When the Denver Broncos selected cornerback Bradley Roby with the No. 31 pick in last May's draft, there were some red flags surrounding him. There was no question that during his time at Ohio State, he flashed pro-level talent, but consistency and off-the-field character concerns caused him to almost slip out of the first round.
It couldn't have worked out better for the Broncos, getting a player of his caliber at the bottom of the first round. Roby worked hard throughout organized team activities and training camp, earning a spot with the defense's nickel sub-packages. And in today's pass-happy NFL, nickel corners are starters in every way but by name.
From the team's week 1 victory over the Indianapolis Colts, where he broke up a fourth down pass to Reggie Wayne, ending Andrew Luck 's comeback hopes, to week 17 vs. the Oakland Raiders, where he only allowed 3 catches for 12 yards, Roby has had a very productive rookie campaign.
But does Bradley Roby deserve to be in the Defensive Rookie of the Year conversation? Verily I say unto you, yes he does.
However, he faces a stiff up-hill battle that many would say nullifies his odds of winning. Guys like Aaron Donald and C.J. Mosley, who both made the Pro Bowl, and Khalil Mack (+56.4), who finished the season as the highest rated linebacker in the NFL, according to Pro Football Focus (narrowly edging out Von Miller (+55.7), were all selected higher in the draft.
It can also be argued that those three players each played a more pivotal role in their respective team's success. Roby, for example, is the Broncos No. 3 CB, with the two players higher than he on the depth chart, (Chris Harris, Jr., and Aqib Talib) both earning Pro Bowl selections.
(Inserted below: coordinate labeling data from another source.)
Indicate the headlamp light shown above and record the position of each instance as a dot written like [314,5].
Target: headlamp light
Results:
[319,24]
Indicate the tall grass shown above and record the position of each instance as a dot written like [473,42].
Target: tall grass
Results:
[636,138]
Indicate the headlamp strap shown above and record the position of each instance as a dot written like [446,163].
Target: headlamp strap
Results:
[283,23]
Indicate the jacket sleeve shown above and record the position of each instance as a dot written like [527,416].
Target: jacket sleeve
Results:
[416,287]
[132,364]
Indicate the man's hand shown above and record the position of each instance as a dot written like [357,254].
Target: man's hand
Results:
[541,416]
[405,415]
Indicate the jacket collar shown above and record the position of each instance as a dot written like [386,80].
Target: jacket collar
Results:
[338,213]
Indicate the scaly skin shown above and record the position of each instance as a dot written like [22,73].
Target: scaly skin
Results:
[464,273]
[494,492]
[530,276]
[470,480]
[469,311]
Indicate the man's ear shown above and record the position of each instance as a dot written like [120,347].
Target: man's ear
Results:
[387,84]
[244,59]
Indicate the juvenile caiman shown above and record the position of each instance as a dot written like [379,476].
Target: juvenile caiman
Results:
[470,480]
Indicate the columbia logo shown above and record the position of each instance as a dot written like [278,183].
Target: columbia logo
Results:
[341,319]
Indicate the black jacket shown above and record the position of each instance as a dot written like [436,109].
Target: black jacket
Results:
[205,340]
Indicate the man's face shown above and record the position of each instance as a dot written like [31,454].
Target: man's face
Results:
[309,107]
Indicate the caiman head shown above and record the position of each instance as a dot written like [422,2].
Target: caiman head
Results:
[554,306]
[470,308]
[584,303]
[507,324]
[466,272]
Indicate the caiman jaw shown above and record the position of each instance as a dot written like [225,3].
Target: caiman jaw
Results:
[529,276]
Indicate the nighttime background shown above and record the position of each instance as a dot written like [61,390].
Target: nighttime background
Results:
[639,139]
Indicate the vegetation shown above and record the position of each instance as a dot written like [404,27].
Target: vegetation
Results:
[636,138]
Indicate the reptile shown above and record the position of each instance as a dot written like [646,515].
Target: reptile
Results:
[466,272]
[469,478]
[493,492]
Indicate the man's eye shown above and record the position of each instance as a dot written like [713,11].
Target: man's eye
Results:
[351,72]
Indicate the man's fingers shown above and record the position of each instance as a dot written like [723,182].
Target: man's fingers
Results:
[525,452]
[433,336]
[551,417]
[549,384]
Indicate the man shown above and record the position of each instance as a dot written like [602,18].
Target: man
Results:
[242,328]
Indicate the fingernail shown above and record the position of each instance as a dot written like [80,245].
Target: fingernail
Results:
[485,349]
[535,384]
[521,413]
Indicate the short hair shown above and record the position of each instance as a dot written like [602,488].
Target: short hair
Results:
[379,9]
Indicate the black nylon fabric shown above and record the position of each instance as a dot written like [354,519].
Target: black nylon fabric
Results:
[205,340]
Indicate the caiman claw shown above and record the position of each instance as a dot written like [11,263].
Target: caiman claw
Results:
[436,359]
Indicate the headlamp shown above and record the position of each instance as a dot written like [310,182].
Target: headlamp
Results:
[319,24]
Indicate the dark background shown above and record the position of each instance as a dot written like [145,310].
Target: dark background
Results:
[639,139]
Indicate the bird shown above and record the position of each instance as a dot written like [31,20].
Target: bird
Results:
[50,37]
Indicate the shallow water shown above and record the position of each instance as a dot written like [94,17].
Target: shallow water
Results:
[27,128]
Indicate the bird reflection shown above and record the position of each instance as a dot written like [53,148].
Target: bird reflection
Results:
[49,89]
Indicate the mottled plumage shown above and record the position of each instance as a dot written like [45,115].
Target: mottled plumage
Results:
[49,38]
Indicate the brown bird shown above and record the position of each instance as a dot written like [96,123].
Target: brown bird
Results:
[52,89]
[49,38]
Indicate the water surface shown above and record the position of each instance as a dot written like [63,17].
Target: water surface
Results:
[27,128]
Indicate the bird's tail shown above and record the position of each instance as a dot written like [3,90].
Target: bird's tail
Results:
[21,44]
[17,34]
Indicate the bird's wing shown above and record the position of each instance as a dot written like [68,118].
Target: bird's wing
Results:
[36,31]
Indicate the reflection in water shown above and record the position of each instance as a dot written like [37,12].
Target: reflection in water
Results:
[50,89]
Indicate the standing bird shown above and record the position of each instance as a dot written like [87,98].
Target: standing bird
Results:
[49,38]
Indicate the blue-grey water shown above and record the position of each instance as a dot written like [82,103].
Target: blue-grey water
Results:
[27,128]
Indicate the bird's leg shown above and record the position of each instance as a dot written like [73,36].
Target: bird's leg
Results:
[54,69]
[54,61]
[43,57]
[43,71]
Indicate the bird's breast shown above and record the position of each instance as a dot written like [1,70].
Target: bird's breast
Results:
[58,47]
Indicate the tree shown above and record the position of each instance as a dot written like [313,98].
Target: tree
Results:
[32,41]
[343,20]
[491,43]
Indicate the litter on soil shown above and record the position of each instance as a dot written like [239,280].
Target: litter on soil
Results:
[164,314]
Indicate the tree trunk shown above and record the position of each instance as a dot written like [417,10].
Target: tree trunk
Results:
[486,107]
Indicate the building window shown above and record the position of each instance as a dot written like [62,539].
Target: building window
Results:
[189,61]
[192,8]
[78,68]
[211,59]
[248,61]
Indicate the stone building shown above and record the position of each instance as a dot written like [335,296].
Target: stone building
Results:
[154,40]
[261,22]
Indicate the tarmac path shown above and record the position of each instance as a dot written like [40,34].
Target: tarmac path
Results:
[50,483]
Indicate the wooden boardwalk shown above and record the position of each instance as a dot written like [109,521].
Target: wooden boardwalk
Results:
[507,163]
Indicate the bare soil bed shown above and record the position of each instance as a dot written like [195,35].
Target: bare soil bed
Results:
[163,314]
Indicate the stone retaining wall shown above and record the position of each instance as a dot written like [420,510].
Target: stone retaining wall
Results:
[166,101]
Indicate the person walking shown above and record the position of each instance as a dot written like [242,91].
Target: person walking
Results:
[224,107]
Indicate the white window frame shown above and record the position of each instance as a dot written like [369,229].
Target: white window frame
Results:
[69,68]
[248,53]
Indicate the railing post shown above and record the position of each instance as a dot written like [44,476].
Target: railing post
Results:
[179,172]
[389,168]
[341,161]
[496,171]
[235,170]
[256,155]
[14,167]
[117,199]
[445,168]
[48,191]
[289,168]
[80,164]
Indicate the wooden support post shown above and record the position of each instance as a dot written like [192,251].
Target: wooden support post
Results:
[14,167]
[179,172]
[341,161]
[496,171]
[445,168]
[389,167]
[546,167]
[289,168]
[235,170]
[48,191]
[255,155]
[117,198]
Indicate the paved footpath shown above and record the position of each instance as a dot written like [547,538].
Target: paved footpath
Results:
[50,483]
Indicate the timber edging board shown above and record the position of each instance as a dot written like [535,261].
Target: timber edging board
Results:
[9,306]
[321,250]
Of the nine Broncos players selected to the 2015 Pro Bowl, five came from the defensive side of the ball, and that's not counting guys like Brandon Marshall and Terrance Knighton, who played at a Pro Bowl level, but were snubbed by their peers.
In other words, for a rookie like Roby, who had a great rookie campaign, it's easy to get lost in the shuffle of a defense replete with studs. For what it's worth, his head coach, John Fox, firmly believes that Roby deserves to be in the DRoY conversation, at the very least.
“I think he’s had that kind of season," Fox said Tuesday via the team. "What’s been remarkable to me is he really wants to be a great player. He’s got the mindset; he’s a very smart young guy that works hard at it. And he really truly tries to get better every day, and in turn, that helps your performance every week. So I’ve been very impressed by the young man and I think he’s had a tremendous year. Some of that voting stuff, I don’t control that. But I think his name ought to be in the mention.”
I don't think there's any doubt that Roby at least deserves to be in the conversation. Whether his season merits winning the actual award, is up for debate. But I'm just a sports writer. Let's hear it from the horse's mouth.
“I don’t think I have," Roby said when asked if he deserves to win DRoY. "That was definitely a goal of mine going in. At corner, it’s a lot harder to get adjusted your first year. It’s not really a lot of times that a corner gets rookie of the year, because the position’s so hard and just learning it and those sorts of things. There have been a lot of good rookies this year: [Ravens LB] C.J. Mosley, [Rams DT] Aaron Donald, those are the guys that I know that have been doing their thing this year. I’ve been playing well, but I don’t think I’ve been playing better than those guys at their respective positions. But I definitely think I’m one of the best rookie DBs that’s playing right now. I’m not even worried about it. I’m just going to try keep getting these wins for my team and keep getting better.”
Roby might be humble, but he's right. Other than defensive tackle, the rookie learning curve for cornerbacks is among the steepest, making Donald's season that much more impressive. Roby finished the year with 65 total tackles (63 solo), 2 forced fumbles, 2 interceptions and a sack.
It's rather striking production for a rookie, playing shoulder-to-shoulder with two other corners who opposing quarterbacks would rather not target in coverage. He held his own. No matter what happens in the DRoY race, with Roby, Harris, and Talib locked up long-term, the Broncos have an excellent triumvirate at corner to build around moving forward.